The software is open-source, community-supported, and launched under the Linux Foundation.

Performance testing conducted during the PEAK:AIO and LANL collaboration demonstrated gains from 70 GB/s to 400 GB/s. On existing production hardware at LANL, standard Linux NFS configurations delivered between 3 GB/s and 7 GB/s throughput, while the pNFS Lattice architecture achieved 40 GB/s on identical servers. Additional testing conducted with a Tier 1 technical university demonstrated metadata-heavy workload improvements exceeding 300 percent compared with conventional approaches.

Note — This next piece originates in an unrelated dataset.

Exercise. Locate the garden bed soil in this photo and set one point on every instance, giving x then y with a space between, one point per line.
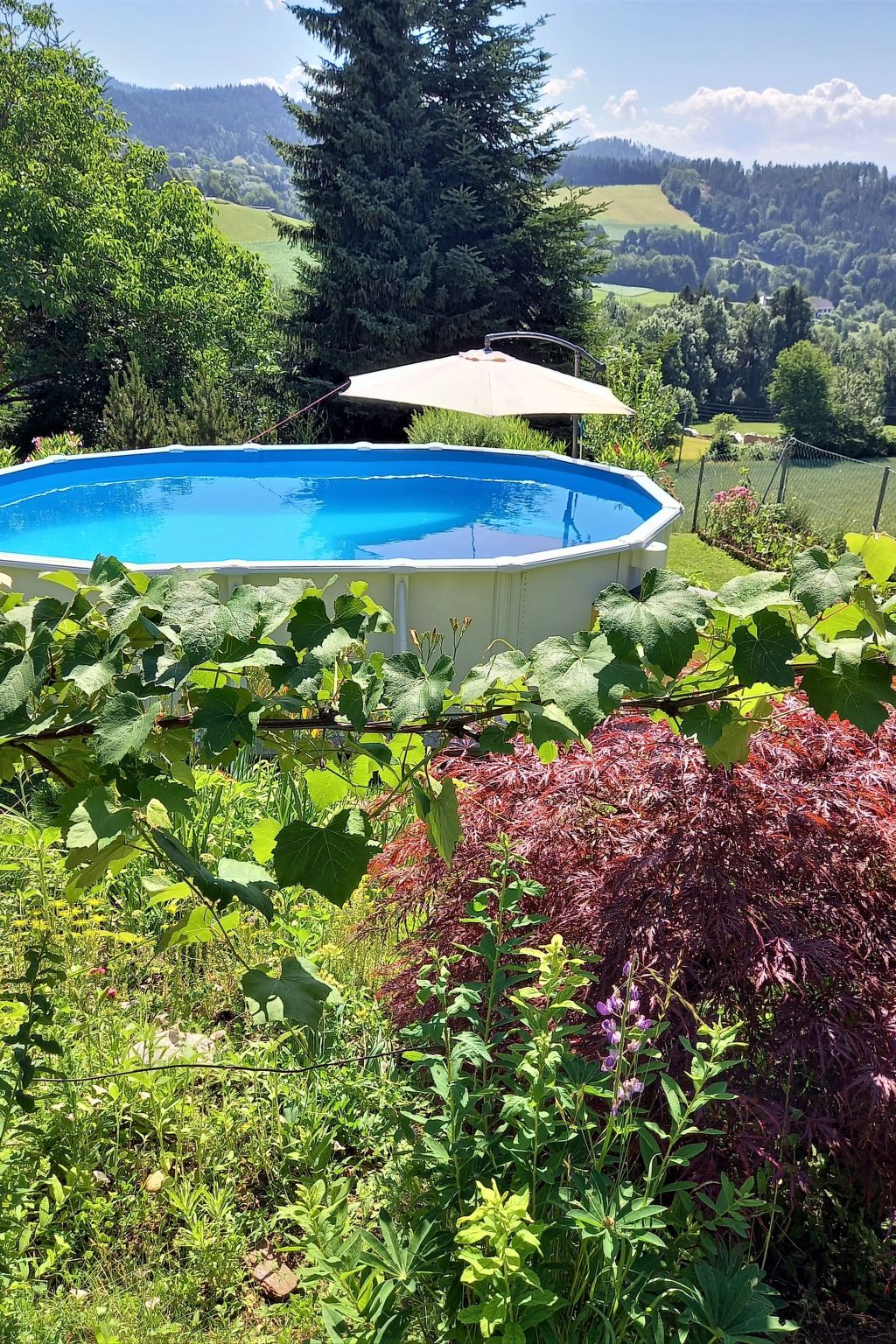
739 554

In standard metadata benchmarks such as MDtest, early testing has demonstrated up to a 10x improvement over standard Linux KNFSD, while Lattice’s advanced features have delivered more than 300 percent improvement in traditionally difficult metadata-heavy workloads.

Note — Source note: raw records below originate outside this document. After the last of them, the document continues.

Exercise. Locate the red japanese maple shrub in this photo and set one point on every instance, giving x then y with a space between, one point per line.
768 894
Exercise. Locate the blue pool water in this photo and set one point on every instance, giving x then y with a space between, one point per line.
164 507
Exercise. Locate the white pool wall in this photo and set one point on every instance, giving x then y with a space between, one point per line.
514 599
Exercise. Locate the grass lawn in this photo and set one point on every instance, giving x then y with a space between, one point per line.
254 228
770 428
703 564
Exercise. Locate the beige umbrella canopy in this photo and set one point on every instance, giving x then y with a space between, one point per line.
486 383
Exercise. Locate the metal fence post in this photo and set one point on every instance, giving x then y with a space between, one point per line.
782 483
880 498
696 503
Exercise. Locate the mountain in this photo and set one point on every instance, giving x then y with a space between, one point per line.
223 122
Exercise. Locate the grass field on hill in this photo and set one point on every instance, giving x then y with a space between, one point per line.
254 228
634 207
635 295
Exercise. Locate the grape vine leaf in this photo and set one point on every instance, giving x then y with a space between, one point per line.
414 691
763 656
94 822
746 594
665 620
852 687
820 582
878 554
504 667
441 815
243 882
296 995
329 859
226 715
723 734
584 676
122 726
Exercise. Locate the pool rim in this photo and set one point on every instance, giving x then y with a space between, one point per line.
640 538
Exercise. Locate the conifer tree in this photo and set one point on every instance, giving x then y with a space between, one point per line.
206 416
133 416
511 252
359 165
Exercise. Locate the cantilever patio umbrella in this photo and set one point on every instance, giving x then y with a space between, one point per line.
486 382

PEAK:AIO says that, “when combined with its elastic, ephemeral metadata scaling model, where metadata services can be added dynamically as demand grows, Lattice moves beyond the limits of conventional high-performance data designs and creates a new foundation for metadata performance, resilience and scale in open pNFS and parallel file system design.”

Roger Cummings, President and CEO of PEAK:AIO, said: “AI infrastructure markets are approaching an inflection point where scaling compute alone no longer delivers any meaningful efficiency gains. Our collaboration with Los Alamos National Laboratory was built around the idea that if AI infrastructure is to scale efficiently, metadata must become elastic, distributed and open. Lattice represents that transition, and we’re excited to build it with the Linux and HPC communities beside us.”

PEAK:AIO will provide PEAK:AIO pNFS, a commercially supported superset of Lattice, for organizations that want enterprise SLAs and a full featureset without managing the open-source stack directly. This model mirrors the relationship between Lustre and its commercial distributions, while maintaining a fully open standards-based foundation.